Warning: This post is going to generate a debate in the comments that will likely be upsetting. Don’t wander into them if you can’t tolerate strong opinions. That said, free speech and passionate debate is a cornerstone of the world the terrorists want to destroy and I am proud of the fact that it happens here daily.
I’ve held back on commenting on the horrible events in Paris last friday night, thinking that I don’t have much to add to the discussion. But as horrible as that night was, the knee jerk reactions that are now coming out of the mouths of supposedly rational people are even more horrible. As my partner Albert asserted this past weekend,
Turning against Muslims or against refugees is a terrible response as it only confirms the apocalyptic ideology of the attackers
The knee jerk reactions of politicians and governments to terror attacks over the past twenty years have not helped the situation and have likely fed necessary energy into the jihad movement. I am not a student of martial arts, but I do understand the principal of using your opponent’s energy against them. I believe the terrorists are doing a wonderful job of turning the energy of the free world against us. And we have to stop letting them do that.
So what should we do instead? Drink champagne. Go to a football match or a Knicks game. Sit at a cafe and have an espresso. Go see live music or perform live music. Have sex with someone you love no matter what their gender is.
And what should governments do?

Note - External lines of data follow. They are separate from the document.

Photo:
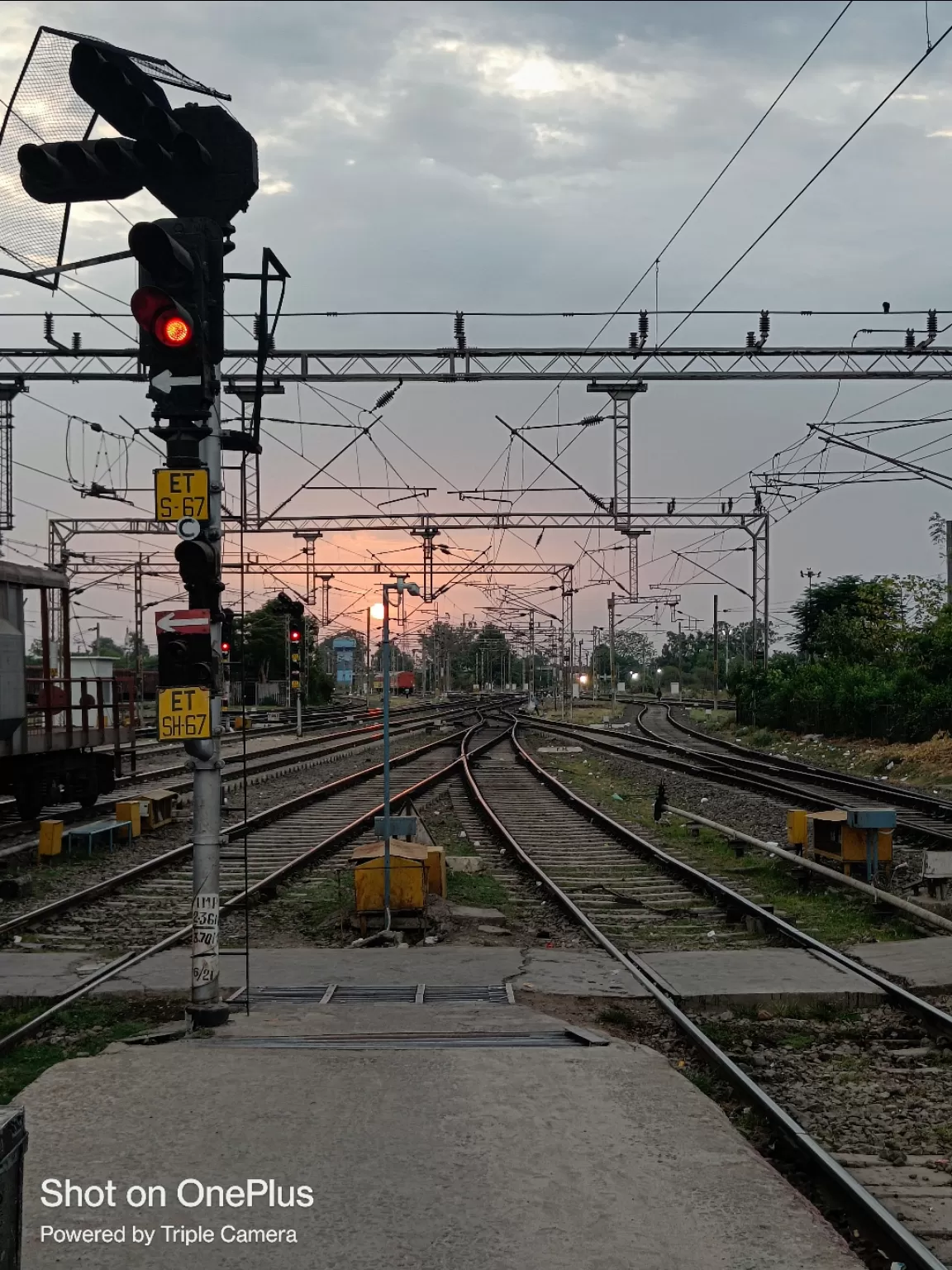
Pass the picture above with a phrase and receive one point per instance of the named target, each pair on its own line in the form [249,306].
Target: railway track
[921,814]
[274,758]
[921,817]
[591,860]
[146,910]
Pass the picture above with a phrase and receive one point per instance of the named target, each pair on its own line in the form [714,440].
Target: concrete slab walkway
[924,963]
[698,980]
[416,1160]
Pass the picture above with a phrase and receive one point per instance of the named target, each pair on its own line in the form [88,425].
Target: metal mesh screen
[43,108]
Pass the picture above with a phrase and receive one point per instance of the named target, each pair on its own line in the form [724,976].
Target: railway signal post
[202,165]
[400,585]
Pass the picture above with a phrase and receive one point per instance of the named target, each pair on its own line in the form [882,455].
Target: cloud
[274,186]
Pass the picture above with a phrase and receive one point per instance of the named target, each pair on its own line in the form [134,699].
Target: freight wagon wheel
[30,803]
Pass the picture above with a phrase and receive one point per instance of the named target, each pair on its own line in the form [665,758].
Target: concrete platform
[583,973]
[418,1160]
[924,963]
[702,981]
[741,976]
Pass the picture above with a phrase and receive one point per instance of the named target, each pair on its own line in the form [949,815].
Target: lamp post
[400,585]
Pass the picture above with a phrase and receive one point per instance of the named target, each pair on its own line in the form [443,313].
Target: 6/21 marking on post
[184,714]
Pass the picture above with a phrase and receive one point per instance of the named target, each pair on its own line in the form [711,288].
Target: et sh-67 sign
[184,714]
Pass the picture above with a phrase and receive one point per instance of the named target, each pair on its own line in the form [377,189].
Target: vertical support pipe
[66,658]
[385,668]
[611,651]
[206,1006]
[47,694]
[767,590]
[717,658]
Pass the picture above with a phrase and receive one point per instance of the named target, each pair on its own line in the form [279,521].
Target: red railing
[79,711]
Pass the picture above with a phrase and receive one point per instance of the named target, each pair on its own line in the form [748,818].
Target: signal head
[160,317]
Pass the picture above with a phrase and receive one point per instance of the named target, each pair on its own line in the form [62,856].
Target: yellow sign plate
[180,493]
[184,714]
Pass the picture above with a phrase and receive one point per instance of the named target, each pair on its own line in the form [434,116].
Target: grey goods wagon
[54,729]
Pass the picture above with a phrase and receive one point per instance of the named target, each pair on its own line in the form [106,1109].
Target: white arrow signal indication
[192,621]
[165,381]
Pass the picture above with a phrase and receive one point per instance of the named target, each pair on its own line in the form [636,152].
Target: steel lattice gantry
[618,371]
[504,365]
[754,525]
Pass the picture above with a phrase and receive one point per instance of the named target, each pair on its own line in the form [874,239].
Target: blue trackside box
[871,817]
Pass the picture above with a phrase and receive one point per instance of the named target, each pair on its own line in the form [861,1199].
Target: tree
[937,531]
[848,618]
[260,646]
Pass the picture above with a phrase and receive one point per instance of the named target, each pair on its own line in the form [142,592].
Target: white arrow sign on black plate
[165,381]
[184,620]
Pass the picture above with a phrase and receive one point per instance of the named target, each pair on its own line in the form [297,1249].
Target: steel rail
[753,761]
[864,1206]
[933,1018]
[125,963]
[911,909]
[703,766]
[254,822]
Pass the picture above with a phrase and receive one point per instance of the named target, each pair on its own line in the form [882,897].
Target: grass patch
[617,1016]
[82,1030]
[312,907]
[483,890]
[831,914]
[797,1042]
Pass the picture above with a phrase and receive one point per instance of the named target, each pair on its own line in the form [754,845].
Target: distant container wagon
[400,681]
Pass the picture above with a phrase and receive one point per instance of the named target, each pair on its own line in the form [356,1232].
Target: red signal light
[159,315]
[173,331]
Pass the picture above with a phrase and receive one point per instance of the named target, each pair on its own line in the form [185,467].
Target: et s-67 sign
[184,714]
[180,494]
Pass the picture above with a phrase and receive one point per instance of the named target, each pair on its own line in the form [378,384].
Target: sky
[531,158]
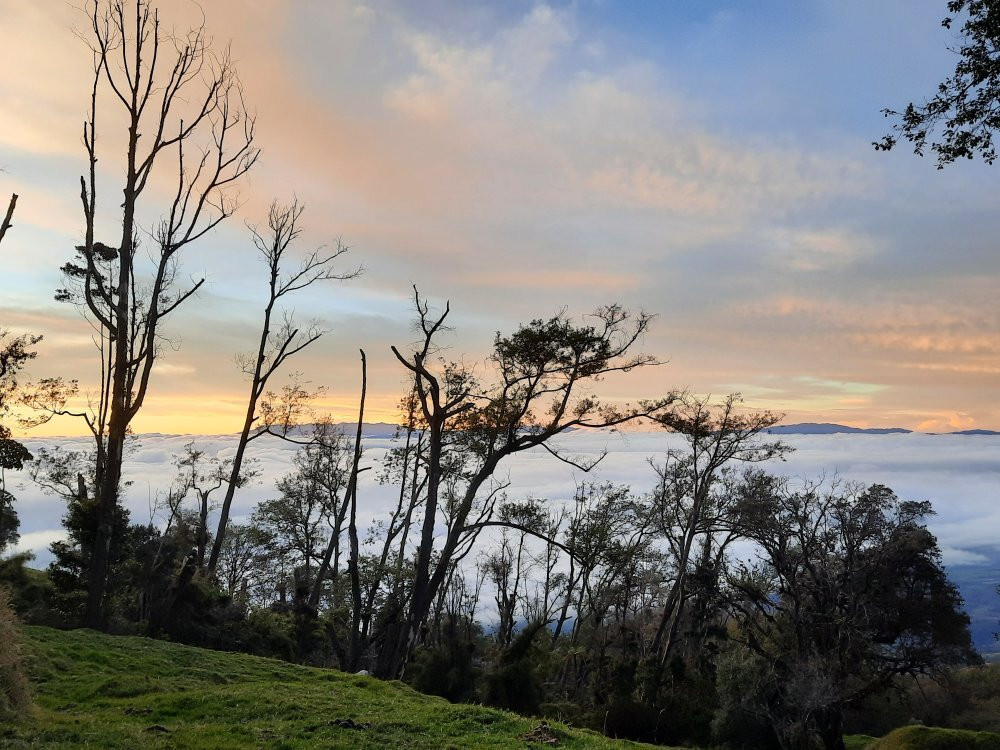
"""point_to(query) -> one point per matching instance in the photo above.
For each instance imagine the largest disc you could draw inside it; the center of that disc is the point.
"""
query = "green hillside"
(99, 691)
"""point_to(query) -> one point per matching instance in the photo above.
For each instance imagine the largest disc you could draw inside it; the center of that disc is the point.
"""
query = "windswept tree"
(8, 216)
(688, 509)
(15, 352)
(281, 337)
(846, 597)
(181, 105)
(535, 386)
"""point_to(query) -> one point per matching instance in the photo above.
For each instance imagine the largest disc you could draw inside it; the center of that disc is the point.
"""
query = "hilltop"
(100, 691)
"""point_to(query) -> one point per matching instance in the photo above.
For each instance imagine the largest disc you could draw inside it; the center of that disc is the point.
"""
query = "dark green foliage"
(959, 121)
(30, 590)
(69, 571)
(514, 682)
(935, 738)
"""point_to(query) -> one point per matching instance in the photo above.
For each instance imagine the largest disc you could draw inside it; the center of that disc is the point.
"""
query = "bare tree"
(278, 340)
(182, 105)
(6, 224)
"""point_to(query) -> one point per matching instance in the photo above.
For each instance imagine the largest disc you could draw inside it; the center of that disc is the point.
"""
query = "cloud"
(957, 474)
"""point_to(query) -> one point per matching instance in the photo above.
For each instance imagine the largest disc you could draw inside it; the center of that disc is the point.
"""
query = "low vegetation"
(111, 692)
(935, 738)
(15, 697)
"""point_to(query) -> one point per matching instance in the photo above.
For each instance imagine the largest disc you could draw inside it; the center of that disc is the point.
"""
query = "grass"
(935, 738)
(98, 691)
(857, 741)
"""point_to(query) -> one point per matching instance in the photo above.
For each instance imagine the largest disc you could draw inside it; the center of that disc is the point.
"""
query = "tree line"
(627, 608)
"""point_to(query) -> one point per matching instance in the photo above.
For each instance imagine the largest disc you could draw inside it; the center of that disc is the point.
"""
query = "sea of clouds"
(958, 474)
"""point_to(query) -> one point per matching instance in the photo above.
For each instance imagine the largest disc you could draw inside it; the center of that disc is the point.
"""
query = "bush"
(936, 738)
(15, 695)
(514, 683)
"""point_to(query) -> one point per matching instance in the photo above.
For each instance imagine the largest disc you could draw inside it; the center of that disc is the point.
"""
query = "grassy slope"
(98, 691)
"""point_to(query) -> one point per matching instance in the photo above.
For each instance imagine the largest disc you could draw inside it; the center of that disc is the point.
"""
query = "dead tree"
(182, 107)
(7, 218)
(278, 341)
(471, 426)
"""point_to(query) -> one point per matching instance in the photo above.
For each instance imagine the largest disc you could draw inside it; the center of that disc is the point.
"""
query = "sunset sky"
(709, 162)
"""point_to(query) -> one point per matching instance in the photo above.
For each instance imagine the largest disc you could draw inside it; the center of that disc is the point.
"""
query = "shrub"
(15, 696)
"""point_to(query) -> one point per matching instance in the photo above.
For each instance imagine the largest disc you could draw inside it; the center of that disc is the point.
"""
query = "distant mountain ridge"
(828, 428)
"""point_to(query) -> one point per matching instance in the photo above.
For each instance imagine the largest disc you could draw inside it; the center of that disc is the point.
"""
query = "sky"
(958, 474)
(708, 162)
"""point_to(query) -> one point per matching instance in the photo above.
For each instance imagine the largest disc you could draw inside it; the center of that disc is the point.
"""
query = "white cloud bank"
(959, 475)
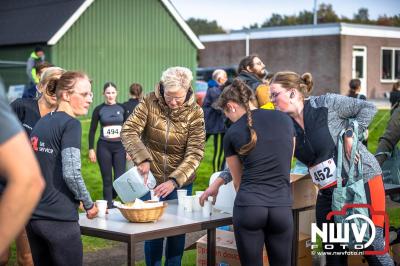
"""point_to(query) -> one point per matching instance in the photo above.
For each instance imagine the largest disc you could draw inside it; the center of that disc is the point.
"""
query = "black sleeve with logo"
(53, 134)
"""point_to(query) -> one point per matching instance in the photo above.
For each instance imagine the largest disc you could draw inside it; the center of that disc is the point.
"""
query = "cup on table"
(101, 207)
(188, 203)
(154, 197)
(199, 193)
(181, 194)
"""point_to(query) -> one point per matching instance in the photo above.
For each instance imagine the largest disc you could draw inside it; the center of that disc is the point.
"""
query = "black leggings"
(218, 156)
(55, 243)
(256, 226)
(110, 155)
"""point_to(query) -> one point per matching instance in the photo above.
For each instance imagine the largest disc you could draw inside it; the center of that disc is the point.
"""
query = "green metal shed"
(123, 41)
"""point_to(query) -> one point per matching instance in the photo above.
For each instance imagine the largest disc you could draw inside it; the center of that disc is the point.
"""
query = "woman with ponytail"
(318, 122)
(262, 211)
(53, 230)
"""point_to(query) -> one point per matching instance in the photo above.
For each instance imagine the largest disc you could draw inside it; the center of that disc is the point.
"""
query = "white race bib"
(323, 174)
(111, 132)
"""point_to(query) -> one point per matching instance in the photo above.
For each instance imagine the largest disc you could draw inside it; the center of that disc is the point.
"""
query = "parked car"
(15, 92)
(200, 91)
(205, 73)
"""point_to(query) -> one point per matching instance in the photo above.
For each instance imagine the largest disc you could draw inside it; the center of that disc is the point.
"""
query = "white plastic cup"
(207, 208)
(181, 194)
(196, 203)
(188, 203)
(199, 193)
(101, 207)
(154, 197)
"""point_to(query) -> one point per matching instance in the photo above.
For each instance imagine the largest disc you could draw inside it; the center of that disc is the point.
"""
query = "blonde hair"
(288, 80)
(176, 78)
(48, 76)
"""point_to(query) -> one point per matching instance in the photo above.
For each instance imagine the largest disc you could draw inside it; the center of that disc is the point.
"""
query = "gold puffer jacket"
(172, 140)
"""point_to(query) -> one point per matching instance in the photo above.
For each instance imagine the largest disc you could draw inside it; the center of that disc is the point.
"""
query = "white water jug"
(130, 185)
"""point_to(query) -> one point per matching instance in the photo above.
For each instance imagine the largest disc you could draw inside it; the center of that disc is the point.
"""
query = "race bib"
(112, 132)
(323, 174)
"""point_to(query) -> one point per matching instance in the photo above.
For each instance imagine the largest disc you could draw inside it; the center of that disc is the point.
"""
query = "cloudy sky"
(234, 14)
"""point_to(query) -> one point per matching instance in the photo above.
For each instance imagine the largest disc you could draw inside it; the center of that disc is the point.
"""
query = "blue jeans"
(175, 244)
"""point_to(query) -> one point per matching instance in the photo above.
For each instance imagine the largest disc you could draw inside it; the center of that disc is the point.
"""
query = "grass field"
(93, 180)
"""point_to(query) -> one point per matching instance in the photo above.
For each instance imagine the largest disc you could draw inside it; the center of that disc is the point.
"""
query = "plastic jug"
(130, 185)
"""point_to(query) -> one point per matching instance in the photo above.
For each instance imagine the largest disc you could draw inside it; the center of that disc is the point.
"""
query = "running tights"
(256, 226)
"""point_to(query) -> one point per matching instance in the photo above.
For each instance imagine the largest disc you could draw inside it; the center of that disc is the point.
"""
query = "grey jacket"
(340, 109)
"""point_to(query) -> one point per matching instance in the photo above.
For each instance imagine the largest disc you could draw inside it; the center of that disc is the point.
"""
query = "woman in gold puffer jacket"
(166, 134)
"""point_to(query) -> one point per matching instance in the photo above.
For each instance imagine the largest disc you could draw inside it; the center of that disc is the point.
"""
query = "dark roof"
(33, 21)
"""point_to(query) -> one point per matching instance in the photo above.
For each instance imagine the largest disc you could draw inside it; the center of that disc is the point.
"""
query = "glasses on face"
(275, 95)
(171, 98)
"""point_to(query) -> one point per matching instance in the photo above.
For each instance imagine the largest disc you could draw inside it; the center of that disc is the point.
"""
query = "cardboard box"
(303, 190)
(226, 250)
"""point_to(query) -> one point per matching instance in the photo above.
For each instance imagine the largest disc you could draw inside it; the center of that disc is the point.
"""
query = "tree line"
(325, 14)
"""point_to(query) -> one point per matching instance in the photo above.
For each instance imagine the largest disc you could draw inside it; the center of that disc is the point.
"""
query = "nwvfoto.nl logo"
(349, 234)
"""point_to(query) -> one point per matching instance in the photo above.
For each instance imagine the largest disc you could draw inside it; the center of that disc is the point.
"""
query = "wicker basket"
(143, 215)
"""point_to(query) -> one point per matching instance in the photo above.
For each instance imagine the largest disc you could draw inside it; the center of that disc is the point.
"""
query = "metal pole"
(247, 43)
(315, 12)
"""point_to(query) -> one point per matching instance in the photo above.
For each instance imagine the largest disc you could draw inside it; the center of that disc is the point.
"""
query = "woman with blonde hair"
(165, 134)
(319, 122)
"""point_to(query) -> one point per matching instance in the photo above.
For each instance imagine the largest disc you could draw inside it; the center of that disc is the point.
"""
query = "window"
(390, 64)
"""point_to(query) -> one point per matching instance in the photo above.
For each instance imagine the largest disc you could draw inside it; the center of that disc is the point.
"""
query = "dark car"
(200, 91)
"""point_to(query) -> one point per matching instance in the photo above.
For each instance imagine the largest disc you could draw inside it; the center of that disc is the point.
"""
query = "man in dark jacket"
(214, 117)
(252, 71)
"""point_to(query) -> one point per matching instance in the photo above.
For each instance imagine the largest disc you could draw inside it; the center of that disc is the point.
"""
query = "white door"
(359, 66)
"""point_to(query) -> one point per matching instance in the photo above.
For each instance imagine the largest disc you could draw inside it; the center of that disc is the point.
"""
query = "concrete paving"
(117, 255)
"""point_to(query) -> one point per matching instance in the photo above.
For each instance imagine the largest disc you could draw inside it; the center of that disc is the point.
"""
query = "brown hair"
(136, 90)
(241, 94)
(65, 83)
(40, 66)
(288, 80)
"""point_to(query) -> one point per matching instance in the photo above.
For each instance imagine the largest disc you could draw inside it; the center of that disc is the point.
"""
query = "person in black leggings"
(258, 148)
(110, 152)
(53, 230)
(214, 118)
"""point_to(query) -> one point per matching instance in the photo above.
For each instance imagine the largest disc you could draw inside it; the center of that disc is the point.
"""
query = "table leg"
(131, 253)
(211, 239)
(295, 237)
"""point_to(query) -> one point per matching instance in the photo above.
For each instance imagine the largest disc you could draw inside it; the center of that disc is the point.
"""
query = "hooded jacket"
(390, 138)
(171, 139)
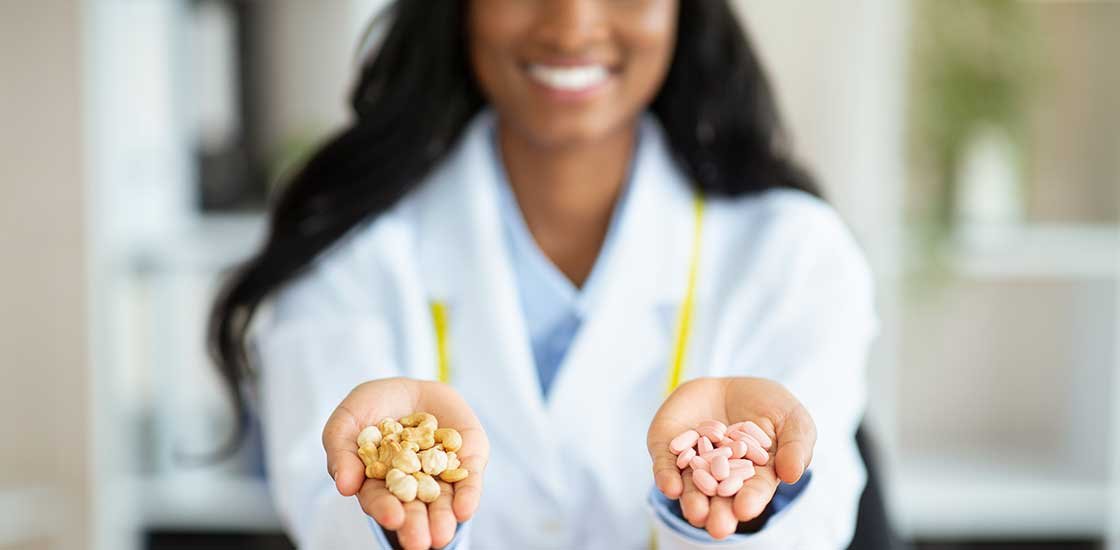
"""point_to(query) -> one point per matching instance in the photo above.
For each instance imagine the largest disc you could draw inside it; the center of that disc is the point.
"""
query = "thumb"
(339, 443)
(665, 473)
(795, 441)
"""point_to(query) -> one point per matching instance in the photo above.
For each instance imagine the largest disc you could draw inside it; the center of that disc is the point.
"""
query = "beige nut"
(388, 451)
(449, 438)
(389, 426)
(423, 419)
(401, 485)
(423, 436)
(376, 471)
(434, 462)
(454, 475)
(369, 455)
(427, 487)
(407, 460)
(369, 437)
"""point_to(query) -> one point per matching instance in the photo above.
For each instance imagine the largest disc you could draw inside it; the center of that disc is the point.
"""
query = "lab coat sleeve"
(814, 341)
(313, 348)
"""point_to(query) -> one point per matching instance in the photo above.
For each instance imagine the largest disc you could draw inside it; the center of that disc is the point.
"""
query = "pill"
(724, 451)
(686, 439)
(705, 482)
(715, 423)
(729, 486)
(738, 448)
(757, 432)
(705, 446)
(711, 432)
(744, 472)
(686, 457)
(719, 468)
(756, 454)
(738, 435)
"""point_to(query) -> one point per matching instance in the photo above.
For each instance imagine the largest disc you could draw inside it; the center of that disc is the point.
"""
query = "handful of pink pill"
(721, 457)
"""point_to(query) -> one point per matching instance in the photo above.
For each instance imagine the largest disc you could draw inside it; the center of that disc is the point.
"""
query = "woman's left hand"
(731, 400)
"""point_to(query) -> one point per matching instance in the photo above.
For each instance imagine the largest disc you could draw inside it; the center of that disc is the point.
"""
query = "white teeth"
(569, 78)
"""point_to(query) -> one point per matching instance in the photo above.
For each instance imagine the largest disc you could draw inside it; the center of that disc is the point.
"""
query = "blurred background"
(972, 145)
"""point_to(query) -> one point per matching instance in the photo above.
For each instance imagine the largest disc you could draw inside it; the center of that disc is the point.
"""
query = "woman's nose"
(570, 26)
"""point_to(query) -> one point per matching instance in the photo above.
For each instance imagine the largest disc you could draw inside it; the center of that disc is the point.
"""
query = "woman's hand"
(731, 400)
(417, 525)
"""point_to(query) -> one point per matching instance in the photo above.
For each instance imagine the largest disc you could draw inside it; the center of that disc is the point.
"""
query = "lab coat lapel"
(465, 264)
(626, 341)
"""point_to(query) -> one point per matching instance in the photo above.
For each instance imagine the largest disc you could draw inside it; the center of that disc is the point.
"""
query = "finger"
(693, 503)
(380, 504)
(440, 518)
(468, 492)
(666, 476)
(721, 521)
(795, 440)
(339, 437)
(665, 473)
(414, 533)
(754, 496)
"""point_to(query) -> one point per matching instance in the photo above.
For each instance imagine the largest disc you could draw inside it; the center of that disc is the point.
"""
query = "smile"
(570, 78)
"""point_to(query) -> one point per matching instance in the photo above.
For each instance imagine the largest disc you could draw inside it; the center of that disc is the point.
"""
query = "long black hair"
(414, 96)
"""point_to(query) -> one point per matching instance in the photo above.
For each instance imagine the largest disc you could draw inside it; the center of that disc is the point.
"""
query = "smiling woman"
(539, 206)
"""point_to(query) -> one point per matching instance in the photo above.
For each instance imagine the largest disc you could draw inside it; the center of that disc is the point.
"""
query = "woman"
(560, 208)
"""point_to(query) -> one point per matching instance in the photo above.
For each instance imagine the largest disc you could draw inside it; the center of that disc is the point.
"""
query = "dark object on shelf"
(174, 540)
(873, 528)
(231, 171)
(1013, 546)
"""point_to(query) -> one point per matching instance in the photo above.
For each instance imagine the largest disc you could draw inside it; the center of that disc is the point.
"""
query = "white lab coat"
(783, 292)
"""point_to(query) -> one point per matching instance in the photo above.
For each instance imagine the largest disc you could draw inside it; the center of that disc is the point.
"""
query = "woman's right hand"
(417, 525)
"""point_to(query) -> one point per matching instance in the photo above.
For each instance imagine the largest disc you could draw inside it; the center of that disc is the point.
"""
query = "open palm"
(417, 525)
(731, 400)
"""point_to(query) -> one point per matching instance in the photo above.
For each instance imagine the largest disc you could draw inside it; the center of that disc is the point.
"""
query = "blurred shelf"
(973, 500)
(207, 502)
(212, 243)
(1039, 251)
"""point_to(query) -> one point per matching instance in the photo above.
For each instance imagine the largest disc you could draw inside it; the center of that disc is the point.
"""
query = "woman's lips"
(570, 82)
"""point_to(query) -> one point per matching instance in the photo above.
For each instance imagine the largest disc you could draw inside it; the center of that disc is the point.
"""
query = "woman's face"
(569, 72)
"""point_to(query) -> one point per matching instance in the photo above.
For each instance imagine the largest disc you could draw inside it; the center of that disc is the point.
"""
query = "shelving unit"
(971, 500)
(1037, 251)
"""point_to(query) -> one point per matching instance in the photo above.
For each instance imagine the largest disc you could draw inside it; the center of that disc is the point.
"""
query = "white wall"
(45, 482)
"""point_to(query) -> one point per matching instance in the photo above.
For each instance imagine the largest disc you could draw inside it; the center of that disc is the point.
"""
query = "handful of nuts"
(721, 457)
(409, 454)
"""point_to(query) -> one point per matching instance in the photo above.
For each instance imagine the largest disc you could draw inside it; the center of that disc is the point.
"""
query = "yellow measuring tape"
(440, 323)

I am with Albert that we should continue use our considerable investment in data science to infiltrate and understand these terror networks. I want to print something he wrote in that post over the weekend because I agree with it completely and can’t say it any better:
But I am staunchly for collective intelligence. Collective intelligence in this case against terrorism, but also more broadly against crime and most importantly as a basis for improving education and healthcare. I cannot see how society could avail itself of the benefits of collective intelligence in any form of government other than a transparent democracy. And conversely it makes no sense for democracy to deny itself those benefits.
Insisting on privacy because we fear our own governments will continue to pit citizens against secrecy-seeking governments in a spy versus spy society. Many will protest that we are already there. Maybe so, but why double down on a mistake? Snowden’s revelations have given us a unique opportunity to start over. I would pardon Snowden on those grounds alone.
Governments can and should tell their citizens what information they are collecting and how they are using that information. And companies should disclose which of these programs they participate in. Any and all such programs should have oversight by elected politicians and transparent reporting on their scope and effectiveness.
As for the potential for collective intelligence to help, we see it all around us on the Internet. From the uncannily accurate do you know so-and-so suggestions on Facebook and LinkedIn to the related products on Amazon. I can also observe the effectiveness of collective intelligence from behind the scenes in many of our investments and in particular with Sift Science which does fraud detection. Combining a lot of data really does work.
Democracy, human rights and progress through critical dialog and collective intelligence. We need all of those more than ever.
That’s what I think we should be doing. I do not think we should be demonizing religions and people seeking refuge. Demonizing is the behavior the terrorists want to see from us. We should not let them have that victory.